I'm in my second year at university, studying Philosophy and Linguistics/English. I took up Philosophy on a whim to fill my timetable because in Scotland you have to take courses outside your major for two years. Last year, I was so happy to have got into this 'prestigious' university and was full of hope. Thinks quickly went downhill,I'm not used to being 'average' and struggling, but all in all I got through the year and was feeling okay about it. I passed all my classes, except for one because I had a cycling accident and couldn't sit the exam from A&E. I filed for special circumstances and was refused, despite having the records of me being admitted to hospital. Ah well, just an extra course to take next year (now).
So I've started this year on the back foot, with a 40 credit deficit. I passed all my exams at Christmas, but with disappointing grades. I have worked so hard last semester, staying in the library until late at night, starting essays with plenty of time etc. But then I get bad grades and I don't know why. Still passing though so I'm trying to focus on that. But it all came to a head over Christmas and I decided to leave my uni at the end of this academic year. So I applied to the university I want to transfer to and a back-up one. I haven't heard back, which isn't surprising, there's still plenty of time. However, it's disheartening.
I'm at the point now where I have 8 weeks of classes left and then 6 weeks of exams after easter, but I won't be there for most of that time, you just turn up to your exams and that's it. Not long left, hurrah! Trouble is, I don't think I can make it that far. Since I came back after Christmas it has been hell. I am taking the extra credit this semester so I'm in 5 hours (a whole module) a week longer than everyone else. Or at least, I would be if I could find the motivation to turn up. I don't see the point because I'm leaving anyway, but I can't give up completely because I don't have a confirmed place for next year. Not that I know if I could force myself to stay next year if I don't get an alternative place sorted.
I'm in limbo. And throughout all of this I am doing a lot of quite intensive trauma work with my therapist. I'm depressed, exhausted and anxious. I've wanted to give up. I just waste every day, sometimes going to class, sometimes not. Never doing the actual reading or work for anything, just showing my face and writing some notes down in lectures, I haven't followed any of it up with the work expected and required.
My university know about my PTSD and dissociation and the fact I'm in therapy. I'm supposed to not get penalised for missing classes. I'm supposed to get the lecture notes and presentation in advance of the class and I'm supposed to only have to do the compulsory reading and not get marked down for being unable to do the extra. I'm also supposed to be able to have recording equipment for lectures and a special computer programme to organise notes and things.
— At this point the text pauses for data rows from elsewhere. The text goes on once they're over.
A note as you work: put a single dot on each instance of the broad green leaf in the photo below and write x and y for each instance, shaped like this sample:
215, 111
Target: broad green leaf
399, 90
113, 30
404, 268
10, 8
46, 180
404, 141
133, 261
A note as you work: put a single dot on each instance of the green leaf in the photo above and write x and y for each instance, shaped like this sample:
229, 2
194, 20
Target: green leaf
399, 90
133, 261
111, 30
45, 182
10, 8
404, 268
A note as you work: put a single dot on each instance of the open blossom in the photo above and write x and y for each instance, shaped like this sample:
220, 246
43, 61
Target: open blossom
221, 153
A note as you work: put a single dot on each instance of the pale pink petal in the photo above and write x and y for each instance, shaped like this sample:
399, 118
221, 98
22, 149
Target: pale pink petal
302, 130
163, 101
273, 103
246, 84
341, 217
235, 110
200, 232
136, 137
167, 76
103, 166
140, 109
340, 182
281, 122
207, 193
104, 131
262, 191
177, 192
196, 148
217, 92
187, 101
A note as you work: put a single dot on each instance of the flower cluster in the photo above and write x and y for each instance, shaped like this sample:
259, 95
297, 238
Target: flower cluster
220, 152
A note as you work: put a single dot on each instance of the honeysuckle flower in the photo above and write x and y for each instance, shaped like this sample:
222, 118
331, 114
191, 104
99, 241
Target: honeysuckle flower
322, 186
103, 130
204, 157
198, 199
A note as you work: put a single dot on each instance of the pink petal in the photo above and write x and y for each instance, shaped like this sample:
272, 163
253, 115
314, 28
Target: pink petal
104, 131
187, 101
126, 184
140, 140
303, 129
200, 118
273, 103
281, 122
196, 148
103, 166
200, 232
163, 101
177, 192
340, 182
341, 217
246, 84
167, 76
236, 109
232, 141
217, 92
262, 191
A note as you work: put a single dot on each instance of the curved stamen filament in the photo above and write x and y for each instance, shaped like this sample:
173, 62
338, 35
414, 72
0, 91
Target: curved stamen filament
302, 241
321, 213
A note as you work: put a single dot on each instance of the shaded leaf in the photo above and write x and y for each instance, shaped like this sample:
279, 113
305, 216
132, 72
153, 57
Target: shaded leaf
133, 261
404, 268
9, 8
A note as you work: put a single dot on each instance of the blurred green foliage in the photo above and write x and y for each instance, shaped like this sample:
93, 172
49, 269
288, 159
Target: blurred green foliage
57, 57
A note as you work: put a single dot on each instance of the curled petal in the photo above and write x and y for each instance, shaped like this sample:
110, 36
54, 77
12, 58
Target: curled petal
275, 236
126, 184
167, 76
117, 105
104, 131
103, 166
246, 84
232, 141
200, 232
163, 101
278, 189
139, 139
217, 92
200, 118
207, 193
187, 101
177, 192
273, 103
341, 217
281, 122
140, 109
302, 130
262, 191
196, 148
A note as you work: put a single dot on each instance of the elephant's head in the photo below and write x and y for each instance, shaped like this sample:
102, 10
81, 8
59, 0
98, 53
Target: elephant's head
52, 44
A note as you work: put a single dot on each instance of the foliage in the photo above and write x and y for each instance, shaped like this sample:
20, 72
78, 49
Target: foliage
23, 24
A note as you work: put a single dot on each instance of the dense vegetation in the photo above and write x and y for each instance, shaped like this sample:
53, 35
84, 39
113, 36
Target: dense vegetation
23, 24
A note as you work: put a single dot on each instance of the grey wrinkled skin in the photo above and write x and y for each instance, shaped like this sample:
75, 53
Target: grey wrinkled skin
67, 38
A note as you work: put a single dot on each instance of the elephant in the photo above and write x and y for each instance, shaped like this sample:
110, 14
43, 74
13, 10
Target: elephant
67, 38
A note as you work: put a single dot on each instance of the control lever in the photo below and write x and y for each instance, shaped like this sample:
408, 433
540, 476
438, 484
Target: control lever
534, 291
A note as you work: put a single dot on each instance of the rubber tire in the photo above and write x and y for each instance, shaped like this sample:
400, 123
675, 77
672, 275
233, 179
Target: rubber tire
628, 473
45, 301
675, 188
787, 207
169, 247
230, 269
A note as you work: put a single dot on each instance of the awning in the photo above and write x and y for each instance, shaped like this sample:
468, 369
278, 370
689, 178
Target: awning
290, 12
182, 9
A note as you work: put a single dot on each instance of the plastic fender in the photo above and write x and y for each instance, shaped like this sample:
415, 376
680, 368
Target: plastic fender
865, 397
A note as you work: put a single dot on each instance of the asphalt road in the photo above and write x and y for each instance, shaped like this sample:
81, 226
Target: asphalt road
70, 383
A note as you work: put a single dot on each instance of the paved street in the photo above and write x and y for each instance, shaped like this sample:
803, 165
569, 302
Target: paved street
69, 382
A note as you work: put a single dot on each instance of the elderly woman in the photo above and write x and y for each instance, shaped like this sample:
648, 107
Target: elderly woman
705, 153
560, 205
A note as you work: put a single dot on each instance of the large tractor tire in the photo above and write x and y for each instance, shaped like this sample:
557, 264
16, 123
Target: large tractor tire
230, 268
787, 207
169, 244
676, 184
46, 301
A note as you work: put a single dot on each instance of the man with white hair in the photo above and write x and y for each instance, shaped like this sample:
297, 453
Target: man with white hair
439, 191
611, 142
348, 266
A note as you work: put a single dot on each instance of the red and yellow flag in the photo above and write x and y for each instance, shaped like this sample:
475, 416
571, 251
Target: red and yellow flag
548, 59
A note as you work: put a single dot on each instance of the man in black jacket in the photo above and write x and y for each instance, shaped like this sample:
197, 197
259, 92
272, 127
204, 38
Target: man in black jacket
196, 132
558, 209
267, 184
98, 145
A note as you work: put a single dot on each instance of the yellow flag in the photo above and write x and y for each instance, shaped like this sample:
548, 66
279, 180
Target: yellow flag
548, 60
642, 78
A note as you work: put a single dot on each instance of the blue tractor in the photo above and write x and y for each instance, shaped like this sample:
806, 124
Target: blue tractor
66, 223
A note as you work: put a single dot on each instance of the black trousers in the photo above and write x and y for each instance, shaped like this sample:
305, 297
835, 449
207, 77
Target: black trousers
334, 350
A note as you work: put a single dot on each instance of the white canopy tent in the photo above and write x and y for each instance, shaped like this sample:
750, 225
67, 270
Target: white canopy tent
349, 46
None of this has happened. The uni have got their money from student finance because my PTSD classifies me as a disabled student but I've not seen a penny. I'm also supposed to get 1:1 support from a mental health worked attached to the uni. I've seen her 4 times since September, none of the sessions have been a full hour, in fact one of the sessions was a measly 20 minutes. I've only seen her once since December 9th. Bearing in mind I'm allowed 20 hours worth of support over the academic year, which works out at an hour every other week or 30 minutes weekly...I have seen less that a fifth of her than what I'm entitled to.
All in all I'm desperate to leave, but I'm so jaded and disillusioned that I do not know if I want to transfer or just quit uni for good. I am terrified of next year not being any better. If it turns out to be worse...well, I don't know what I shall do.